• preface
  • concept
  • implementation
  • conclusion
  • Refer to the link

preface

I learned about the concept of multi-version concurrency control (MVCC) while reading High Performance MySQL. However, this concept is explained in less than two pages…

Therefore, I went to the Internet to find some relevant information, and found that MVCC should be a very important function in MySQL, so I want to sum up ( ̄)  ̄)

concept

MVCC multi-version concurrency control, as the name suggests, is a mechanism used to implement concurrency control, and in databases, concurrency control is often for transactions, so you should have some understanding of transactions before understanding MVCC.

Of course, the concept of transactions itself is very basic, so I won’t go into too much detail here.

Returning to the concept of MVCC, it is described in the book High Performance MySQL as follows:

MVCC can be considered a variant of row-level locking, but it avoids locking in many cases and is therefore less expensive. Implementation mechanisms vary, but most implement non-blocking reads, and writes lock only the necessary rows.

In other words:

  • MVCC achieves the effect of row-level locking while avoiding the occurrence of locking operations
  • MVCC implements non-blocking reads, and writes lock only necessary lines

Meanwhile, MVCC only works at two isolation levels: RC(READ COMMITTED) and REPEATABLE READ (RR).

implementation

From the concept of MVCC, we know that it only works at the two isolation levels RC and RR, which have some characteristics:

  • RC – Reads committed data to avoid dirty reads, but when other transactions modify and commit a row, the changed data may be read, resulting in unrepeatable reads
  • RR – Repeatable read.

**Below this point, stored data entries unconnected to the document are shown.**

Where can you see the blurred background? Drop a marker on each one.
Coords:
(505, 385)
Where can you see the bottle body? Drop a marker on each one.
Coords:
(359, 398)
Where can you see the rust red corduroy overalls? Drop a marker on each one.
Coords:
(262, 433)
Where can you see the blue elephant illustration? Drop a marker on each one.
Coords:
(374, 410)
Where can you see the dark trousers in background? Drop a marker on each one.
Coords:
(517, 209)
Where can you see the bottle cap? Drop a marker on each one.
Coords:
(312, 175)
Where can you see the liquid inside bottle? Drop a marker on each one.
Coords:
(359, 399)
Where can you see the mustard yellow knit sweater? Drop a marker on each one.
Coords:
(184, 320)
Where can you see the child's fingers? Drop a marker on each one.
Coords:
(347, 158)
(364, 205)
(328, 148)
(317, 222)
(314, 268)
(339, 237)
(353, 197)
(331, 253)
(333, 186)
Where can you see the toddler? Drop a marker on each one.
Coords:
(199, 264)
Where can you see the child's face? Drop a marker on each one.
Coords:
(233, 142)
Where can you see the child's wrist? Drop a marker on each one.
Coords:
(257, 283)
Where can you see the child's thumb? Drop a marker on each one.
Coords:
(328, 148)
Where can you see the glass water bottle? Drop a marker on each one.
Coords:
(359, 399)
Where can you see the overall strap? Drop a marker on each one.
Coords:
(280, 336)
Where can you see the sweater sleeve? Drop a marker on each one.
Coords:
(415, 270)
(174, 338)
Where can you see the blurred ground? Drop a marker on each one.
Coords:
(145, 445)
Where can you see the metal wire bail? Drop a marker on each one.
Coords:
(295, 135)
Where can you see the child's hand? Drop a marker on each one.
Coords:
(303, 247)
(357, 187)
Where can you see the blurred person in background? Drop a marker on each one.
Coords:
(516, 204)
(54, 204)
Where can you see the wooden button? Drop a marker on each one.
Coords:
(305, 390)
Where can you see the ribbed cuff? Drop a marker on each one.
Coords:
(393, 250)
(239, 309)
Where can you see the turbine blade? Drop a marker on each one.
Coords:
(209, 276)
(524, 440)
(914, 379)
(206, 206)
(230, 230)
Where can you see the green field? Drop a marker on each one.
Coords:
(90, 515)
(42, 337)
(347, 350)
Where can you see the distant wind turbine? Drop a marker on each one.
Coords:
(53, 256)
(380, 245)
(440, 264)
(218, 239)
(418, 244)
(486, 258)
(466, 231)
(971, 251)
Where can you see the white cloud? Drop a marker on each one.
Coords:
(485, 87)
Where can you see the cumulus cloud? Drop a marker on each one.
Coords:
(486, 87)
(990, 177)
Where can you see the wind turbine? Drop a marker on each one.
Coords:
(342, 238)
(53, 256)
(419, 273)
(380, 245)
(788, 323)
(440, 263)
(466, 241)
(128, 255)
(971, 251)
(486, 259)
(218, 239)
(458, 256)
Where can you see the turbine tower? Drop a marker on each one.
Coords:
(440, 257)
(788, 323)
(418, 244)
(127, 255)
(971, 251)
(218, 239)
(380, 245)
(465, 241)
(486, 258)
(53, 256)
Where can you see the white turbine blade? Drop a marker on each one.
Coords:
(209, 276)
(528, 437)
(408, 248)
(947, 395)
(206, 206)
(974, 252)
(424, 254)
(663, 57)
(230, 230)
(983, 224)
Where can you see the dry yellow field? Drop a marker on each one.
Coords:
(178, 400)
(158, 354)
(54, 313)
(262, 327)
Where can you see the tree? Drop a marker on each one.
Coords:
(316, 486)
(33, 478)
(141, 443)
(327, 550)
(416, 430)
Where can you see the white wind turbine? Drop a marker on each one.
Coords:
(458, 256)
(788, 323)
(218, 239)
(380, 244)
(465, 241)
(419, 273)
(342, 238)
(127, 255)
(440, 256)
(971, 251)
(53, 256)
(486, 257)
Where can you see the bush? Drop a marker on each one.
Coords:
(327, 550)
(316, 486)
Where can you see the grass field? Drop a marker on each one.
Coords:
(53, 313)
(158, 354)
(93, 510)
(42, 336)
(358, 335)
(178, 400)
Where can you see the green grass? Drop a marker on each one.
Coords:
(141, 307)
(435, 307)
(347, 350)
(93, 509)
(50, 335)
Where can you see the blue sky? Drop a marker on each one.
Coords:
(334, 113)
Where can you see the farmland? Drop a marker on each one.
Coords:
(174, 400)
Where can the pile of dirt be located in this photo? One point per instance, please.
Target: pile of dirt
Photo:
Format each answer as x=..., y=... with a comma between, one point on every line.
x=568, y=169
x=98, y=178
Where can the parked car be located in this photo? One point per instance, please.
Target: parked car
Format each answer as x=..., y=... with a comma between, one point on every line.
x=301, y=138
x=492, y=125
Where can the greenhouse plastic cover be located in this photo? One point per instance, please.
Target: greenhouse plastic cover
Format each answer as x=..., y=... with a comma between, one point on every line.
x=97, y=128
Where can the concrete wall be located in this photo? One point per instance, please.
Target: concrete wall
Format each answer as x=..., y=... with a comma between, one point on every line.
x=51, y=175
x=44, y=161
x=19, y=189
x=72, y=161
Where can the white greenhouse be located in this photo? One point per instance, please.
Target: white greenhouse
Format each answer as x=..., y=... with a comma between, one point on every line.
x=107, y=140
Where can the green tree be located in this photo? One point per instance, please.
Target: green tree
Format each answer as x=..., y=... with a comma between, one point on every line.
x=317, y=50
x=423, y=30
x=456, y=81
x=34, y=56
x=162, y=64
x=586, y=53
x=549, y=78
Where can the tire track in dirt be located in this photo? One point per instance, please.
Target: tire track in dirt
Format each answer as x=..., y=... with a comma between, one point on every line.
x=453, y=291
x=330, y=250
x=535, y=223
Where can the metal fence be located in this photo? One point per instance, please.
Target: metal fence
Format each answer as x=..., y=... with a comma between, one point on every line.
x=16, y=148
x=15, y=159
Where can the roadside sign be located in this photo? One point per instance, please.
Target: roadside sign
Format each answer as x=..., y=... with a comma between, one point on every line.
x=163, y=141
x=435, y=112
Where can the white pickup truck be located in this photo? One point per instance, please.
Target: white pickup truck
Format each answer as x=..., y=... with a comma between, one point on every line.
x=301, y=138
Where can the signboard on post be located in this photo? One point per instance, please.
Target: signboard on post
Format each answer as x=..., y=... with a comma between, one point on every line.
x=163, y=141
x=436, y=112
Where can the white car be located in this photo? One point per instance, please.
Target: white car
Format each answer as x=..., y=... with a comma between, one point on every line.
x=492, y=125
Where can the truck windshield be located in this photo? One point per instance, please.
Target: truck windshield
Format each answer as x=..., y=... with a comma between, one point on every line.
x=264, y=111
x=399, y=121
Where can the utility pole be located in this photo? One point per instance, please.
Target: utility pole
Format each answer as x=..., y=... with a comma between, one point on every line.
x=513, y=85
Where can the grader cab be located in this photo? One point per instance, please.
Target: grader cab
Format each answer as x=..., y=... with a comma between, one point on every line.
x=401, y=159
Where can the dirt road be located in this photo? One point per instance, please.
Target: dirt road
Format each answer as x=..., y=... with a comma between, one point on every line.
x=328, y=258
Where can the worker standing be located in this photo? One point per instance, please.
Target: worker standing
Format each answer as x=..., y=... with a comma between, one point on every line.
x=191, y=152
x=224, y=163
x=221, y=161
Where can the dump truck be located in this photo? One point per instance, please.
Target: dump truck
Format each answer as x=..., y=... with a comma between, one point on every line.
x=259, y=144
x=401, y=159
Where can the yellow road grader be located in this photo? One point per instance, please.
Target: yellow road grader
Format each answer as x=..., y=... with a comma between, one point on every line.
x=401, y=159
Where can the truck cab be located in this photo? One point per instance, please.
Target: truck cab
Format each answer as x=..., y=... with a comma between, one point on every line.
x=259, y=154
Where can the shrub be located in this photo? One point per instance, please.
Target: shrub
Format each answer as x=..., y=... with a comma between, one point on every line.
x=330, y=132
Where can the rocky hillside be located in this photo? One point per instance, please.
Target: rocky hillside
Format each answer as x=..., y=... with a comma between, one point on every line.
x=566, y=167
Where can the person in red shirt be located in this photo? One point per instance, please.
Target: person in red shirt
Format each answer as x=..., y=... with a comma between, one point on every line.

In the same transaction, the data read should be the same each time the data is not modified

MVCC implements RC and RR features by saving a snapshot of data at a point in time. To implement this, we need to know:

  • What are the committed transactions
  • The transaction version number of the row record
  • The historical version of the row record

In InnoDB, we can use the hidden column of the row record to know the transaction ID that created the row record, use undo log to get the historical version of the row record, and use Read View to get the transaction that committed when the read view was created:

  • DATA_TRX_ID: There are three hidden columns for InnoDB row records. One of the hidden columns is DATA_TRX_ID, which indicates the transaction ID of the row record. When a transaction changes a row, the DATA_TRX_ID of the new record is the TRANSACTION ID.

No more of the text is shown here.